Ivermectin, the anti-parasitic drug touted by some as an alternative COVID-19 treatment, doesn’t do much — if anything — in terms of alleviating symptoms or keeping people out of the hospital, a new study has found.
The clinical trial, which looked at more than 1,300 people who became infected with the coronavirus in Brazil, effectively ruled out the drug as a treatment for COVID-19.
The results were first shared in a presentation by the National Institutes of Health, and the full data was released Wednesday in The New England Journal of Medicine.
In the double-blind randomized study, researchers in Brazil compared patients — some given ivermectin while others received a placebo — and found no difference between the groups.
“There’s really no sign of any benefit,” Dr. David Boulware, an infectious-disease expert at the University of Minnesota and one of the study’s authors, told the New York Times.
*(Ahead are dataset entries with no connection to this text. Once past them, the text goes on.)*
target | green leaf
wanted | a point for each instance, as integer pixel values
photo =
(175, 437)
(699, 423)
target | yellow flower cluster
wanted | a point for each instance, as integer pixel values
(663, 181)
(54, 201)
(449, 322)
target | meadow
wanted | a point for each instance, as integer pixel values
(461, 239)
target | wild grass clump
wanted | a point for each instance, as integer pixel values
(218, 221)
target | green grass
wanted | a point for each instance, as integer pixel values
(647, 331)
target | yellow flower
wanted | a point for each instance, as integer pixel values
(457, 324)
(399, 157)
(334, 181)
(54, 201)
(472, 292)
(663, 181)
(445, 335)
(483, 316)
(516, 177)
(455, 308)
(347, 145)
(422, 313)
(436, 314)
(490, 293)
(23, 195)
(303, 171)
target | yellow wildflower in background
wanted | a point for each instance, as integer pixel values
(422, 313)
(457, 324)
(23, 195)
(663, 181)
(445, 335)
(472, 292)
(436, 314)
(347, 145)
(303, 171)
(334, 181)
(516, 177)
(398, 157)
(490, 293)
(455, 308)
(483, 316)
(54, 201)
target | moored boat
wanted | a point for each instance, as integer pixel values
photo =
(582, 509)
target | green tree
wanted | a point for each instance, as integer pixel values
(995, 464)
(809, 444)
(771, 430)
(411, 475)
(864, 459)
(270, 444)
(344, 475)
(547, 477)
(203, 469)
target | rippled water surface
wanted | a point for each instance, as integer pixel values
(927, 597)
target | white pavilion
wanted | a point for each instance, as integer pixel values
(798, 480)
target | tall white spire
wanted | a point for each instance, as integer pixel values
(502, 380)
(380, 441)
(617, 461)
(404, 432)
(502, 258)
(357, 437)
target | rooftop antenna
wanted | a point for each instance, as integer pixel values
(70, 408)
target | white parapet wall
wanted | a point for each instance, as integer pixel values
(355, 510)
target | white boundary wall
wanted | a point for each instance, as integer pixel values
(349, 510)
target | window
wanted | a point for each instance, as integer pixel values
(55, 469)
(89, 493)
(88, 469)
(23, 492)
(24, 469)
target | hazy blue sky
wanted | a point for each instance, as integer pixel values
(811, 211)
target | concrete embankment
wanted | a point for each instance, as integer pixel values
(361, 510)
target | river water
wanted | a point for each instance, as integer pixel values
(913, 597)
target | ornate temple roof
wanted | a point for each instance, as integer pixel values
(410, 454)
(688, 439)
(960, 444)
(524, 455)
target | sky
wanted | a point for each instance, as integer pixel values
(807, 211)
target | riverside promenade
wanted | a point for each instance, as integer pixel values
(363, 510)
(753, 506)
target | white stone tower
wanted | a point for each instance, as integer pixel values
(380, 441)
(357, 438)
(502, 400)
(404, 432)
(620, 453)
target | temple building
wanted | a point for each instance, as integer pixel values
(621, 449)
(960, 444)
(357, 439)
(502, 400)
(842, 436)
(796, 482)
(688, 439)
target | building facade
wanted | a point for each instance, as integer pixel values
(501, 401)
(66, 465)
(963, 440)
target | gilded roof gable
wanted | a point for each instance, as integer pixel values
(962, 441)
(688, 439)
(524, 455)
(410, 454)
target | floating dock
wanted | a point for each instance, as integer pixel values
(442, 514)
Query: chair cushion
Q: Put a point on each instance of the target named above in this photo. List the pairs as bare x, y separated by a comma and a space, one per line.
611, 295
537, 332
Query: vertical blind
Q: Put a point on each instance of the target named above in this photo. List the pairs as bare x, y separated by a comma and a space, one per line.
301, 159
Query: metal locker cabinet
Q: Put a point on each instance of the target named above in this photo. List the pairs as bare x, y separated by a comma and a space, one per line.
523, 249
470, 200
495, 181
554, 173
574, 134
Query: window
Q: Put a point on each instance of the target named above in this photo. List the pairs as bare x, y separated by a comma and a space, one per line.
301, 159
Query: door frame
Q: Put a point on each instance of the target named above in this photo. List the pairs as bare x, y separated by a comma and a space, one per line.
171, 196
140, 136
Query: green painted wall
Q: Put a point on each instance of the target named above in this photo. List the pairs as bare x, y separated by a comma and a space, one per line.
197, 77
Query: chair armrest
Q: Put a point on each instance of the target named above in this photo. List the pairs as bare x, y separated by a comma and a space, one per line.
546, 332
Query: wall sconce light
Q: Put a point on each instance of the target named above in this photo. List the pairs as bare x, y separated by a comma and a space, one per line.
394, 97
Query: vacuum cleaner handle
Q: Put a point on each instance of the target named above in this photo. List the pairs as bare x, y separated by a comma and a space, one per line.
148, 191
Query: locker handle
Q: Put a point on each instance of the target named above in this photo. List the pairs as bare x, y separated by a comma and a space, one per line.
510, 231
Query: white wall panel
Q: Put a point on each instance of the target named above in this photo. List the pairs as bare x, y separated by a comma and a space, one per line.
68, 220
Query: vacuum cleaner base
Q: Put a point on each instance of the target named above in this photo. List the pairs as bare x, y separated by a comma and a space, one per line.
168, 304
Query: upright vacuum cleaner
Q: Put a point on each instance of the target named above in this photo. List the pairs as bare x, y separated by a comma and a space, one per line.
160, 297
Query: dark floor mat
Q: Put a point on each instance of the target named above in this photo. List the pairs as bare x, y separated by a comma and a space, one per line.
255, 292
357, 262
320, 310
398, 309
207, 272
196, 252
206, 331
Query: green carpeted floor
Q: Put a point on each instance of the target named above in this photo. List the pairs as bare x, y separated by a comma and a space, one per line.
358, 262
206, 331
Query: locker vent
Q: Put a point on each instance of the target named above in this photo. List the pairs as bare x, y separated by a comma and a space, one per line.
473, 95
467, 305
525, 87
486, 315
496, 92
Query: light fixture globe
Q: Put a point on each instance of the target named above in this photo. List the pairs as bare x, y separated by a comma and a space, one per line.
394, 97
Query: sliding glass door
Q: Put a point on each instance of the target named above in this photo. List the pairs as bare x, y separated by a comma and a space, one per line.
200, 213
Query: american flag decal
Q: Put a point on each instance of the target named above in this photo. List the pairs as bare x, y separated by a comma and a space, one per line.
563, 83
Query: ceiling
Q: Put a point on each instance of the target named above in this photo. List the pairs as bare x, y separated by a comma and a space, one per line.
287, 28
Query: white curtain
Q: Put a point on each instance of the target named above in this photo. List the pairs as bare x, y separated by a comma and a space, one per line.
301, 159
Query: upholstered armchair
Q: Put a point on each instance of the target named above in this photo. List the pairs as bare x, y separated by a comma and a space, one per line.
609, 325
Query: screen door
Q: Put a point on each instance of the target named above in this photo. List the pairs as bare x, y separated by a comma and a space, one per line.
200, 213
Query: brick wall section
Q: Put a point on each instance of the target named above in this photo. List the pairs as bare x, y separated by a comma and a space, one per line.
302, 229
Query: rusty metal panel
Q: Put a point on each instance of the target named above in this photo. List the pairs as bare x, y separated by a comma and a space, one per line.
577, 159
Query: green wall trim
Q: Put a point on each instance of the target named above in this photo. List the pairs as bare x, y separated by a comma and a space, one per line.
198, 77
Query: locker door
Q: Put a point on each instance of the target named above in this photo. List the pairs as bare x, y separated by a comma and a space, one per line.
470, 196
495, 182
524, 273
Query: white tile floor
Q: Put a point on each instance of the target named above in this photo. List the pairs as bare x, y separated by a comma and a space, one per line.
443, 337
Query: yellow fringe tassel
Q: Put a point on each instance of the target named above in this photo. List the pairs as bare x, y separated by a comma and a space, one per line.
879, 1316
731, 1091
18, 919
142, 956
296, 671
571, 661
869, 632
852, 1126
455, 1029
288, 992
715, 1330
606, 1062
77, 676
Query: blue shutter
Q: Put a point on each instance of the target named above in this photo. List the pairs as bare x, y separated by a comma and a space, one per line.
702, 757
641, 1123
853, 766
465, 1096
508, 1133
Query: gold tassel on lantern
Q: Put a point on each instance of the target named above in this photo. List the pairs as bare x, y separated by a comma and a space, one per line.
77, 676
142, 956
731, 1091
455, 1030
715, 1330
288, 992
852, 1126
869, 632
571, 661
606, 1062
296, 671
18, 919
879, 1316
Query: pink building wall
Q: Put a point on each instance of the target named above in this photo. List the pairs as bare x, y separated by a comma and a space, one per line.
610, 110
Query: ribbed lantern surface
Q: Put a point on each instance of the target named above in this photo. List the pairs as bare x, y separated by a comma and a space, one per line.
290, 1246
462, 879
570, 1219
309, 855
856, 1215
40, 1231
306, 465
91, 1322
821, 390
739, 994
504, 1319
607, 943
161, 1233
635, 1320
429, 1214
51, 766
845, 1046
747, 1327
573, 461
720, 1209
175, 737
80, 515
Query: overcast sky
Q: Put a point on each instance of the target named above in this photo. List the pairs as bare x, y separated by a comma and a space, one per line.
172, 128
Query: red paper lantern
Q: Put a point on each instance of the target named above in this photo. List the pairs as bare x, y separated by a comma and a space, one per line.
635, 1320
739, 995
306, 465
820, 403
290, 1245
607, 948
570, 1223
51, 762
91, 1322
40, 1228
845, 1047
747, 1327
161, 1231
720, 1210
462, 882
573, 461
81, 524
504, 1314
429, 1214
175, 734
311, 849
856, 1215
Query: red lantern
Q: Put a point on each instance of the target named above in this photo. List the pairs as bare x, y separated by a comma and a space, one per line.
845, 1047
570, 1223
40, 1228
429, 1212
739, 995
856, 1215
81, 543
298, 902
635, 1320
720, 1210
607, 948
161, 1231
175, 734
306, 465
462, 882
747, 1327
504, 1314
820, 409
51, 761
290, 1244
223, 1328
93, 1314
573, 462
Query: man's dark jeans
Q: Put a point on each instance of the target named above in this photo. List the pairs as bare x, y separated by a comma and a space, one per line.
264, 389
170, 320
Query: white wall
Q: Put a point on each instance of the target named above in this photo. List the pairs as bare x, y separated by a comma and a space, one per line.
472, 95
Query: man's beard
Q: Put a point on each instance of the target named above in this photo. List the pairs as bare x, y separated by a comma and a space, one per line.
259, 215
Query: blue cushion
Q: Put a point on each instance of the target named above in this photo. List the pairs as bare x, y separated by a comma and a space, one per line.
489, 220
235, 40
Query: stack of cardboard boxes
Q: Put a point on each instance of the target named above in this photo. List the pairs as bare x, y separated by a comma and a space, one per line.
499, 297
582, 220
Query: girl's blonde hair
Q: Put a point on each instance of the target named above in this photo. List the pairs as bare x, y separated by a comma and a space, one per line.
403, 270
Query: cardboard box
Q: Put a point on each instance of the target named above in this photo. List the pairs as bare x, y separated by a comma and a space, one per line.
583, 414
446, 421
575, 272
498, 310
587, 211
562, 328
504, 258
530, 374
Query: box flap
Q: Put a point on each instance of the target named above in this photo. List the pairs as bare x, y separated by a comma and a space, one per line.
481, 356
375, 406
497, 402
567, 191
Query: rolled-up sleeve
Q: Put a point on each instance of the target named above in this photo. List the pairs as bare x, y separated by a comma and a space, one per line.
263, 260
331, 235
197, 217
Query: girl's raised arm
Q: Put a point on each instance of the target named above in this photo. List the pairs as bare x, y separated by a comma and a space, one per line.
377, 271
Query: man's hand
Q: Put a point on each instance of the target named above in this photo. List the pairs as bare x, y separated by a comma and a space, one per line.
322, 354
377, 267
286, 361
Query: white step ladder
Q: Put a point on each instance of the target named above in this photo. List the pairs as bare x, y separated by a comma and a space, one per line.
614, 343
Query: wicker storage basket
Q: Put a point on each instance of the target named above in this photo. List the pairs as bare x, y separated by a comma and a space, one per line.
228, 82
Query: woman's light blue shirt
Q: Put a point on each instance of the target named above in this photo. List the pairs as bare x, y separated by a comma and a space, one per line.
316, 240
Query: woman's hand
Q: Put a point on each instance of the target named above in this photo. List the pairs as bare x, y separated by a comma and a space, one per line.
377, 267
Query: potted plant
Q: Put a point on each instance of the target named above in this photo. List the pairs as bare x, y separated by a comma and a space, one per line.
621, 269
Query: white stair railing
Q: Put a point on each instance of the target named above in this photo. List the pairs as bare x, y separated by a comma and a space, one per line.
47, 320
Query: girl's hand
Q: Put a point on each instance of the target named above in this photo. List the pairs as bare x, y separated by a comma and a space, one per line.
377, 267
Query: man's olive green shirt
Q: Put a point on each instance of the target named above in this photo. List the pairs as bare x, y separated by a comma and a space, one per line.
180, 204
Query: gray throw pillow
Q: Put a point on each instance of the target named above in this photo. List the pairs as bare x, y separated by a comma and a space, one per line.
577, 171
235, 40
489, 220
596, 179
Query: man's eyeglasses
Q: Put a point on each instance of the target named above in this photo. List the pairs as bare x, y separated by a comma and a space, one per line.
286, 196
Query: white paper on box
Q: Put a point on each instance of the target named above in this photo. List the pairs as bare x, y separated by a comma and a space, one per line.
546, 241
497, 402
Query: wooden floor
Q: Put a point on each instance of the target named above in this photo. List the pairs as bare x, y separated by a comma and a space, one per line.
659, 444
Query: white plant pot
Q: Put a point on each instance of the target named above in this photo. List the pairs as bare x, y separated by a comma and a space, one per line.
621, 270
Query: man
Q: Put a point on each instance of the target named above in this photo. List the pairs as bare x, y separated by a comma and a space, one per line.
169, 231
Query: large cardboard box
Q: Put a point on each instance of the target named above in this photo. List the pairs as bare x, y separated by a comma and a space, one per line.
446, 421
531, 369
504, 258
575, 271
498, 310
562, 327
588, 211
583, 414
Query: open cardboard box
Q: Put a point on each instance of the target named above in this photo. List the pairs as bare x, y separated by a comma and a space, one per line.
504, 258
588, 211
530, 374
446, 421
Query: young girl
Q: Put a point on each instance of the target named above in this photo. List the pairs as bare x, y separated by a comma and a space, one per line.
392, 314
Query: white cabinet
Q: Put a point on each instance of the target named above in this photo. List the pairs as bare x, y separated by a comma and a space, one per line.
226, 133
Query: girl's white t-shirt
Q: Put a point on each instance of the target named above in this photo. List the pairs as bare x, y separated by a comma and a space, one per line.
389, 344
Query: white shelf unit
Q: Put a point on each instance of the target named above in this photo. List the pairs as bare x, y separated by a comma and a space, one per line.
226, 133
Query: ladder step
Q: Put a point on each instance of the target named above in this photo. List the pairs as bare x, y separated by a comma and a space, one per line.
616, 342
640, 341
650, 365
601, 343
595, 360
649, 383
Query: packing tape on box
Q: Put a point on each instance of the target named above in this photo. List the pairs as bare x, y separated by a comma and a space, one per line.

“Now that people can dive into the details and the data, hopefully that will steer the majority of doctors away from ivermectin towards other therapies,” he continued.
Early in the pandemic, several small-scale studies found ivermectin to be effective on cells, but this latest research says studies involving humans failed to back up those findings.
Several studies cited by ivermectin advocates have been retracted for flawed or fabricated data and analysis, while many randomized trials have shown no benefits.
Health Canada, The Centers for Disease Control (CDC) and the World Health Organization (WHO) all warned against using the drug to prevent or treat COVID-19, but that didn’t stop some people from spreading the message that ivermectin is an acceptable tool in the coronavirus treatment arsenal.
Ivermectin’s popularity really exploded in the second year of the pandemic, when several high-profile people, like podcaster Joe Rogan, used their huge platforms and media presence to support the product.
Rogan hosted Bret Weinstein, a former biology professor at Evergreen State College in Washington state, on his podcast several times. Weinstein, along with his wife Heather Heying, was one of the first people in the medical arena to tout the drug as a treatment, and he also talked with Tucker Carlson on Fox News and Bill Maher on HBO to promote the drug.
However, according to Portland’s Williamette Week, Weinstein and Heying have backed away from ivermectin recently. The newspaper reports that Weinstein has deleted all mention of the drug from his Twitter feed.
Ivermectin is sometimes prescribed to treat worm infections in humans, but veterinary clinics sounded the alarm last year that poison calls were up after people were taking a formulation intended for livestock.
In September, B.C.’s Drug and Poison Information Centre told Global News it had nine cases related to people taking veterinary-grade ivermectin to prevent or treat COVID-19 in the last six months, when it had received zero calls about the drug in the prior two years. None of these calls ended in a serious adverse outcome, the agency said.
“Ivermectin toxicity can lead to abdominal pain, nausea, vomiting, diarrhea, headache, dizziness, low blood pressure, seizures, coma, respiratory failure, and death,” the agency wrote in a statement.
The College of Physicians and Surgeons of Ontario (CPSO) announced earlier this year that they are investigating multiple telehealth doctors who were found offering ivermectin to patients and were alleged to have issued false medical exemptions.